Greg Farnum [Fri, 1 Nov 2013 22:45:02 +0000 (15:45 -0700)]
OSDMonitor: be a little nicer about letting users do pg splitting
We were previously blocking pg splits whenever pg creations were in-
progress, but we only really need to avoid splitting any pgs which are
currently being created. Let the user set a different pg_num if there
are no creating PGs on the pool in question.
Fixes: #6673, take two Signed-off-by: Greg Farnum <greg@inktank.com>
Samuel Just [Thu, 31 Oct 2013 20:19:32 +0000 (13:19 -0700)]
sharedptr_registry.hpp: removed ptrs need to not blast contents
See the included unit test update. Consider:
1) x = lookup_or_create(1, 1)
2) remove(1)
3) y = lookup_or_create(1, 2)
4) x.reset()
5) z = lookup(1)
The bug is that z will be null since x.reset() caused the
cleanup callback to remove y's key value from contents.
To fix this, contents also records the pointer value for
the weak_ptr. The removal callback only removes the
key from contents if it matches the ptr in contents.

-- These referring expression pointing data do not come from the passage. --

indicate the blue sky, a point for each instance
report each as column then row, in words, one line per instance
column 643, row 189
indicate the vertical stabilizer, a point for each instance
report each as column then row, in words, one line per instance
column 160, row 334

This should work since the pointer passed to the removal
callback must be unique up to that point since it has
not yet been deleted.
This allowed a pg removal -> pg recreation -> pg removal
sequence to cause the second pg removal entry to be
erroneously cleared by the first pg removal's destructor
as it finally made its way through the removal queue.
Fixes: #5951 Signed-off-by: Samuel Just <sam.just@inktank.com> Reviewed-by: Greg Farnum <greg@inktank.com>
Noah Watkins [Wed, 30 Oct 2013 23:34:29 +0000 (16:34 -0700)]
prio-q: initialize cur iterator
For new SubQueues `cur` is not intialized, so front/pop_front will freak
out. I honestly I have no idea how this hasn't been seen, but it was
being triggered frequently on OSX.
Fixes: #6686 Signed-off-by: Noah Watkins <noahwatkins@gmail.com> Reviewed-by: Samuel Just <sam.just@inktank.com>
Samuel Just [Wed, 30 Oct 2013 23:54:39 +0000 (16:54 -0700)]
PGLog: remove obsolete assert in merge_log
This assert assumes that if olog.head != log.head, olog contains
a log entry at log.head, which may not be true since pg splitting
might have left the log with arbitrary holes.
Sage Weil [Tue, 29 Oct 2013 18:08:58 +0000 (11:08 -0700)]
upstart, sysvinit: use ceph-crush-location hook
Instead of hard-coding a check in ceph.conf and some reasonable
defaults, defer this work to ceph-crush-location, and allow users to
specify their own hook with alternative logic.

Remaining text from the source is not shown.